Bu arada ideoloji deyiverince, insanların çoğunun aklına, en somut anlamında siyasi ideolojiler geliyor ya, hani sonradan edinilen ve bir seçim olan(?), ben hâlâ alışamadım buna. Hem artık bıraktım da galiba, doğdukları andan hatta öncesinden böyle bir zarla çevrili oldukları gerçeğine dikkatlerini çekmeye çalışmaktan. Evet burada birinci tekil şahıs kendini yüceltmekte, ancak bu da bir mesele ise eğer, tamamen kendisiyle arasında olduğundan, onaylanma ihtiyacı hissetmemekte. Neyse…
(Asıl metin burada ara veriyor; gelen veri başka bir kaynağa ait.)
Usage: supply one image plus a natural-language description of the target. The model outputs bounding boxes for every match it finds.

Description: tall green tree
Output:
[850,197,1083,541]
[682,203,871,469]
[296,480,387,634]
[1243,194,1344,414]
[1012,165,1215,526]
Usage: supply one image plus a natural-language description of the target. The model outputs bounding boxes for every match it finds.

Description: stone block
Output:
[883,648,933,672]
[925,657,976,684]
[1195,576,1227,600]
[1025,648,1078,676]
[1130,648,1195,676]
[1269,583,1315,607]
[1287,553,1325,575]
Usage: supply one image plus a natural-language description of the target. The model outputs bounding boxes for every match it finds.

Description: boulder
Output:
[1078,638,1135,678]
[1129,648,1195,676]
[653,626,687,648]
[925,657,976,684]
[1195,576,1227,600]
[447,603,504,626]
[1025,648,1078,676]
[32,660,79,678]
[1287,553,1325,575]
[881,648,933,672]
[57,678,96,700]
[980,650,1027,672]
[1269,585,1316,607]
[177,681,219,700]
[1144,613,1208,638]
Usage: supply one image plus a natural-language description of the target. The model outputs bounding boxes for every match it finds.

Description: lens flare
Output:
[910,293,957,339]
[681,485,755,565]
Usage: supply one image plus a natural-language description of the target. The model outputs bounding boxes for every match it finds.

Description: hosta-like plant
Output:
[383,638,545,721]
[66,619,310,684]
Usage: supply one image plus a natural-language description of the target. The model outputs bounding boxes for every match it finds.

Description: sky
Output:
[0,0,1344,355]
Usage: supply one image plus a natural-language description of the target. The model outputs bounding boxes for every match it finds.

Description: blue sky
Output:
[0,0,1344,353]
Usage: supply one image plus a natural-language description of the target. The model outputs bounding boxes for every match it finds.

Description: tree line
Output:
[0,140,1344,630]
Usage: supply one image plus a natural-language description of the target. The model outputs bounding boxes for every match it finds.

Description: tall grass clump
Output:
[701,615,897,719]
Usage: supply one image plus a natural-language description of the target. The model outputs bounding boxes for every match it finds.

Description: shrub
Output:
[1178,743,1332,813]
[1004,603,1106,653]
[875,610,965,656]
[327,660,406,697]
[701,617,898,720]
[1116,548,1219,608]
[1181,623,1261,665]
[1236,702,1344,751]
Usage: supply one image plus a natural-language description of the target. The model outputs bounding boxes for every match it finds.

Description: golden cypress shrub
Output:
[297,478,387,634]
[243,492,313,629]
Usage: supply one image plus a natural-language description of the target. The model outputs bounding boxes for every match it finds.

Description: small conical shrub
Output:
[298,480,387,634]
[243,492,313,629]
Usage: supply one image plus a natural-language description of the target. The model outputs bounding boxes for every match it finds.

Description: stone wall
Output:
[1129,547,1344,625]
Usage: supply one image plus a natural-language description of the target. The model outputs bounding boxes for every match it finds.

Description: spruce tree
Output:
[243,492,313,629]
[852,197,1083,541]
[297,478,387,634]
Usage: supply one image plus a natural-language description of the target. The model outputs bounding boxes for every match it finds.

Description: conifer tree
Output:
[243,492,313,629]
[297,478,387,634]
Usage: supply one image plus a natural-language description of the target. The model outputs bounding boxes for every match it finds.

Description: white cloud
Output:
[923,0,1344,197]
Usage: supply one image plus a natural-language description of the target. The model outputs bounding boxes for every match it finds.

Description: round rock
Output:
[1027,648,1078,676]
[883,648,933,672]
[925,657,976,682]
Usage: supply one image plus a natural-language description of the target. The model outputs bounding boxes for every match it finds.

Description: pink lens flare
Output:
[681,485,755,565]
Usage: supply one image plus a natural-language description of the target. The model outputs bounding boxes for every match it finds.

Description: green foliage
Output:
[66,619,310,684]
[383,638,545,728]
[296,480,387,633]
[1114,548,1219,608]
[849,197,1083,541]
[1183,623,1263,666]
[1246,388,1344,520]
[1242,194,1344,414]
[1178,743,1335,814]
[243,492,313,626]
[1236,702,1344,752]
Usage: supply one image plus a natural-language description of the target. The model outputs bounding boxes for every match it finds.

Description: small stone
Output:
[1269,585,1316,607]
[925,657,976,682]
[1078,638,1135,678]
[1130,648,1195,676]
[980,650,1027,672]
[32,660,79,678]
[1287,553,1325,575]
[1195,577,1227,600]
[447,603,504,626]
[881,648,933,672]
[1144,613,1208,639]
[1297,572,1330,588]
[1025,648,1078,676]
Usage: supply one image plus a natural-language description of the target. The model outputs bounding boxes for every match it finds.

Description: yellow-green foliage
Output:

Seni tanımlar ve sayısallaştırırlar. Sanki sen tanımlanınca ve numaralandırılınca, anlaşılman mümkünmüş gibi. Ancak seni anlamak, onların problemi değil zaten. Amaçları, senin üzerinden ha babam de babam politikalar, milli gelir, mutlu gezegen endeksi vs. üretmek; savaş, tehcir veya soykırım kararları vermektir. Varlığını reddetmek ve onaylamak için, rahipleri, imamları veya hahamları vardır. Her nerede, hangi devir, coğrafya vs. ortaya çıkarlarsa çıksınlar, mevcut din ve öğretileri, egemenin dini haline getirmek onların en ustalıkla yaptıkları iştir. Allah’ın bir numaralı yargı organı olarak hareket ederler ve kutsalı araçsallaştırarak, Süleyman’ın Tapınağını, Mescid-ül Haram’ı veya Mescid-ül Aksa’yı, yetimlerin kanlarıyla sular, yoksulların etlerinden kendilerine muazzam ziyafet sofraları kurarlar… Sen bakarsın, onlarla aynı dine, millete, etnik topluluğa vs. dâhil edilmişsindir; ancak “fark etmen” çoğu zaman imkânsızdır. Çünkü sudaki balıksındır, gördüklerin apaçık ve olması gereken veya böyle gelmiş böyle giderdir. Kutsal kayaların üzerlerini, görkemli tapınaklarla kapatırlar ve tanrının adını konforla, statükoyla, maddi zenginlikle aynı düzlemde anarlar.  Kullandığın dile dön bak, en başından senin aynı varlığa itaat veya muhalefet etmen için inşa edilmiş… Mülk, hüküm ve din göklere ait değil, bizzat yeryüzünün tanrılarına ait. Onlara muhalefet ederken de itaat etmekten çok da farklı bir şey yapmıyorsun. Emir ve buyruk nereden gelirse gelsin, onu tanımamak ve almamak gibi bir tutumun oldu mu hiç bugüne kadar? Ama biliyorum, Brahim şu an Dogville yolunda elinde baltası ile yaklaşmakta ve o asr vaktinde tek bir put kalmayacak yeryüzünde.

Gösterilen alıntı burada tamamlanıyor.